Introduction

OWASP Juice Shop is an intentionally vulnerable web application project that can be used by beginners or cybersecurity aspirants to improve their skills in web application penetration testing. It is a great platform to practice on before stepping into the world of bug hunting, as it gives you an upper hand by providing prior knowledge and hands-on experience.

I am willing to explain each topic we learn through each challenge in depth. Yes, I am trying to explain each hacking concept and provide more details through the OWASP challenge. So, this is not just a normal solution to the OWASP room. If that’s what you want, then go ahead and search Google, there will be a lot of solutions to the challenge. But here, we learn hacking concepts too.

Concepts and skills you must understand while solving this lab:

Source Code Exploration and Analysis, and Endpoint Discovery, Use of Browser Developer Tools.

Source Code Exploration and Analysis

It is a way of understanding how a piece of a system works by understanding and analyzing the underlying code that is available to us. It will come in handy for finding many bugs in the web app, as some beginner developers may forget to remove comments from the source code, which can highly benefit us by providing crucial information in some cases.

How to do it? What are the prerequisites?

To do source code exploration and analysis, you should be proficient in at least one programming language. If you are into web app pentesting, then JavaScript will be helpful. It is not a requirement that you must master the language, but if you can effectively use AI chatbots like GPT, Gemini, etc., it will help you perform the task flawlessly. However, the main thing is that you must understand what’s happening. If you want to do it properly, then learn a language by understanding its core concepts.

Other skills like using browser developer tools and endpoint discovery are also useful, and they are so simple and essential that it’s not even necessary for me to explain their importance. I specifically highlighted the importance of source code analysis because many beginners mistakenly believe that they don’t need to learn any programming language to become a good hacker.

At first, you need to be curious and ready to understand the working of your target platform. A hacker is not one who just always types code on the computer; he’s the one who knows how a thing works. If you know the working, then it is easy to break it, right?

When you analyze the code, you may come across important information that normal people can’t see, and you can use it to conduct your hack. In this challenge, there is something that normal people can’t see, and when we find it, we solve the lab.

Endpoint Discovery

Endpoint discovery is another crucial and important aspect of web app penetration testing. We normally use automated tools to do it, and if there are any endpoints with common names that are usually used, the tool will find them. If they use any unique names, we can simply guess or analyze the code to find them.

It will give us a larger attack surface. More attack surface means that if we have a lot of endpoints, there may be a chance that one of them will be poorly maintained, have bugs, or simply lead to our next attack move.

There are a lot of tools in the industry to perform this process. Some of them are: Gobuster, Dirbuster, Nikto, etc.

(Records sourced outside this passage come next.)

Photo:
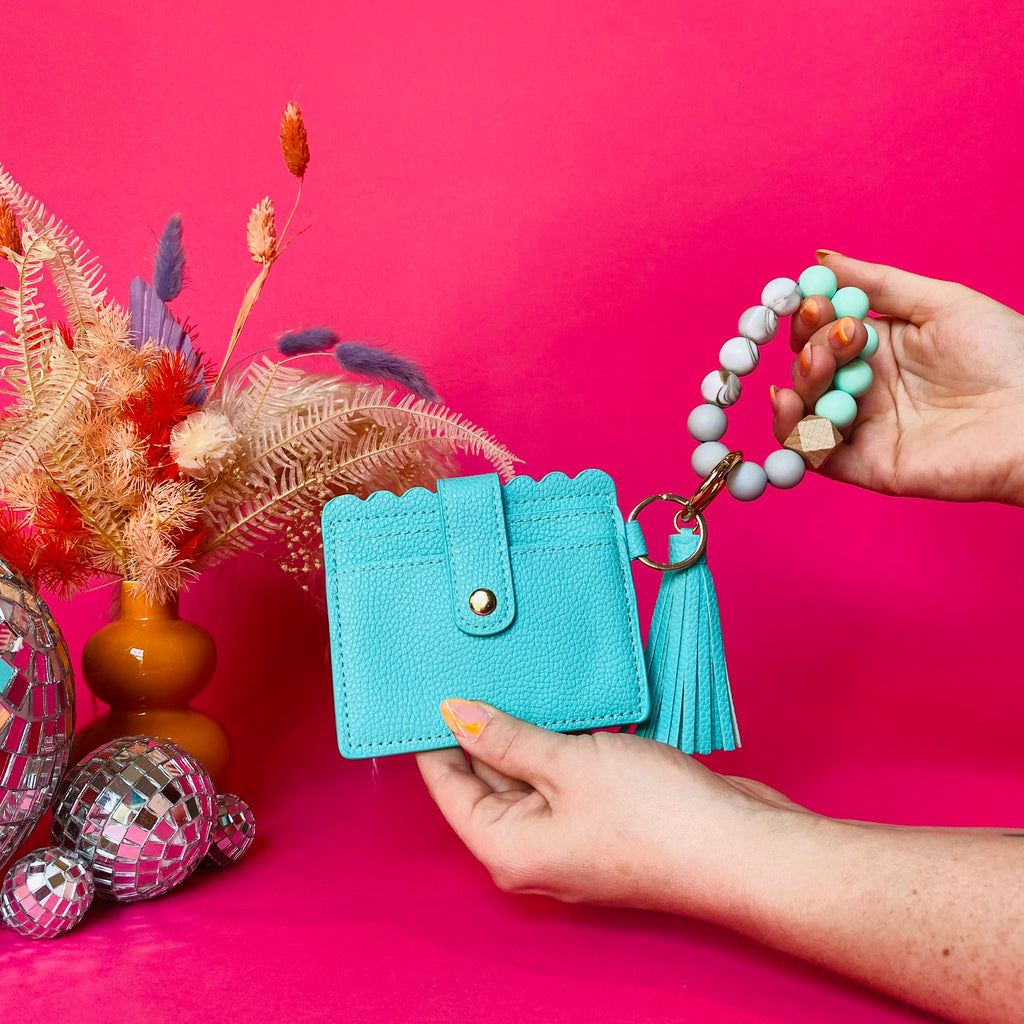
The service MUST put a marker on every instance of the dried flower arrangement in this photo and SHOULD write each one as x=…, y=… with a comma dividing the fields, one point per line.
x=124, y=454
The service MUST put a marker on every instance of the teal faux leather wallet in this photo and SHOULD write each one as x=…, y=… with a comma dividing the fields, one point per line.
x=519, y=595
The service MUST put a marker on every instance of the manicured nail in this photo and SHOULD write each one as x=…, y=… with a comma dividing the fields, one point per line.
x=809, y=310
x=806, y=358
x=465, y=718
x=841, y=333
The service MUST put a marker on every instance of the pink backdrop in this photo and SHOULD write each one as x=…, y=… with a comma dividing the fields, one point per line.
x=560, y=209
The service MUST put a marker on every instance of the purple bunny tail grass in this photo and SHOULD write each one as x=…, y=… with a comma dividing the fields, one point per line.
x=316, y=339
x=371, y=361
x=169, y=270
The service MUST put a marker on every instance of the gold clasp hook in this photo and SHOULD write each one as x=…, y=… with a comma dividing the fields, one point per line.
x=691, y=512
x=709, y=487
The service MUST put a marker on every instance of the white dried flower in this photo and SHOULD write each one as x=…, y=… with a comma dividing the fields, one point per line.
x=203, y=443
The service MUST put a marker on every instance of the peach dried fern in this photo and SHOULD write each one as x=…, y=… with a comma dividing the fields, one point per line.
x=117, y=459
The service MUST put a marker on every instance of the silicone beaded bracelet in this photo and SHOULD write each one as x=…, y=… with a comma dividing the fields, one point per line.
x=815, y=437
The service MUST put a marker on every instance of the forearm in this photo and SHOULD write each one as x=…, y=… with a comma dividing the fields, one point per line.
x=935, y=916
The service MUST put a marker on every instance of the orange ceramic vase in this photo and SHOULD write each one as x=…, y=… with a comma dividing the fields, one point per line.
x=147, y=666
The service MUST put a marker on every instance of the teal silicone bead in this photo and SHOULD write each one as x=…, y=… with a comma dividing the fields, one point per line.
x=817, y=281
x=855, y=378
x=838, y=407
x=850, y=302
x=872, y=342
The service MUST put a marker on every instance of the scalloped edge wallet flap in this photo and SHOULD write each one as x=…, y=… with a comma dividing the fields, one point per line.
x=519, y=595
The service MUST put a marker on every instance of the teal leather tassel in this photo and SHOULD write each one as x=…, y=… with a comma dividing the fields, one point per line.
x=691, y=706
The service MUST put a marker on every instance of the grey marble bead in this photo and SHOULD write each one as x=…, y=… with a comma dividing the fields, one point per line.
x=721, y=388
x=781, y=296
x=739, y=355
x=707, y=423
x=747, y=481
x=759, y=324
x=707, y=457
x=784, y=468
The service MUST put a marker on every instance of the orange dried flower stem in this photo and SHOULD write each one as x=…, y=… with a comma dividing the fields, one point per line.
x=240, y=322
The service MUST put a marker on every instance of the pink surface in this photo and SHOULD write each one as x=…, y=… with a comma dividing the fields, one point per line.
x=560, y=210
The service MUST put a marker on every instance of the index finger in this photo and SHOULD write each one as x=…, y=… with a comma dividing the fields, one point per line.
x=893, y=292
x=453, y=785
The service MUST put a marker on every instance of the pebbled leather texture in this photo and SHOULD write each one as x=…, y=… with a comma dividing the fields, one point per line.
x=561, y=648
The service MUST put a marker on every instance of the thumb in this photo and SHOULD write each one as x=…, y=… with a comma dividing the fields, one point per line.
x=892, y=292
x=514, y=748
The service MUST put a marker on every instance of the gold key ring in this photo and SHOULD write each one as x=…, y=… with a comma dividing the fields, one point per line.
x=699, y=524
x=691, y=513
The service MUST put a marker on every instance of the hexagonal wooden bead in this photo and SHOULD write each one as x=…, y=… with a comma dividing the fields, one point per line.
x=815, y=438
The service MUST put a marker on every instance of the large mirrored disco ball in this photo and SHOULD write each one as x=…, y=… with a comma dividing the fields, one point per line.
x=139, y=812
x=45, y=893
x=37, y=710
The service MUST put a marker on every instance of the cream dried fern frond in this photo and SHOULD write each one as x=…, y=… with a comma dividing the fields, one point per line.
x=76, y=274
x=61, y=394
x=310, y=459
x=24, y=353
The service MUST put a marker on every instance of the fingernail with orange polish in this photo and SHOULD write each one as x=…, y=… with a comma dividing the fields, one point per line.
x=806, y=358
x=809, y=311
x=465, y=718
x=842, y=332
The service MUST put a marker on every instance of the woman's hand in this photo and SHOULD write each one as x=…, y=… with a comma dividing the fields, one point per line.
x=933, y=915
x=944, y=417
x=603, y=818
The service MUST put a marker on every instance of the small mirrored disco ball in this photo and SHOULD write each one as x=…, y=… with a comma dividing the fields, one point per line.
x=46, y=893
x=37, y=709
x=139, y=812
x=233, y=832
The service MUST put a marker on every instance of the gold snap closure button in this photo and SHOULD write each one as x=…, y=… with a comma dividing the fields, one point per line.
x=482, y=602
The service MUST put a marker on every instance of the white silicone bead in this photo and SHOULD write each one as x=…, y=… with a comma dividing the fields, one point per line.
x=781, y=296
x=708, y=456
x=739, y=355
x=759, y=324
x=784, y=468
x=747, y=481
x=707, y=423
x=720, y=388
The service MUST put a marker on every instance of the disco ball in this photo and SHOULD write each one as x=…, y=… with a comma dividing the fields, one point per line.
x=233, y=832
x=139, y=812
x=45, y=893
x=37, y=710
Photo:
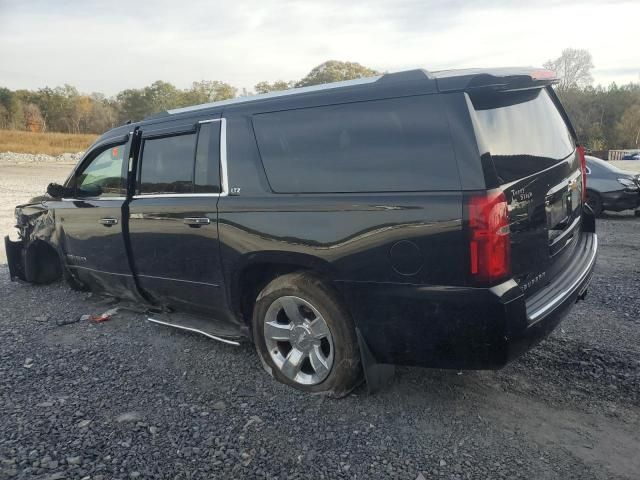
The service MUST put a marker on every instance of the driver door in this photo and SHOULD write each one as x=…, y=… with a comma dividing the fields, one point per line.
x=91, y=225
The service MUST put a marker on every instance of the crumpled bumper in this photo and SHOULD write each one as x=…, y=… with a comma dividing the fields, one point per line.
x=15, y=258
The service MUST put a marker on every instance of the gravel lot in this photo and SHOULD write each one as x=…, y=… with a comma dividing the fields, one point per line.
x=129, y=399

You can find the syntax to perform the attack by simply searching for it on Google. In my previous article, we already mentioned Gobuster and demonstrated its working.

Setup:

Link: github

Step 1: Install node.js

Step 2: Run git clone https://github.com/juice-shop/juice-shop.git --depth 1 (or clone your own fork of the repository).

Step 3: Change directory to the cloned folder.

cd juice-shop

Step 4: Run npm install (only has to be done before first start or when you change the source code)

Step 5: Run npm start

Step 6: Browse to http://localhost:3000

Task

The task is to find the hidden scoreboard by locating the hidden scoreboard page. The objective of this task is code analysis or code reading, and we have to find the hint given in the source code that will help us solve the task. This is a 1-star category task, which is very easy and can be solved in less than 3 minutes.

Solution

Step 1: Right-click on the page and select Inspect to enter Inspect Mode (Developer Tools).

Step 2: Navigate to the Sources tab, then go to the Pages subsection. Here, you’ll find a list of source files, including one named main.js.

Step 3: the ctrl+f in the main.js file after opening it, then search the word “score” in the serachbox, and it will give you a lot of results and go through the result, and within a few try you will get into an endpoint.

The hidden endpoint you’ll discover is: /score-board,
which can be accessed directly via: http://localhost:3000/#/score-board

Conclusion

We just completed the OWASP Juice Shop’s first simple task through a few steps, but don’t underestimate the rest of the challenges. You’ve just experienced the tip of the iceberg, and this is just the beginning. We will soon be sharing more solutions to the challenges in my own way of explaining.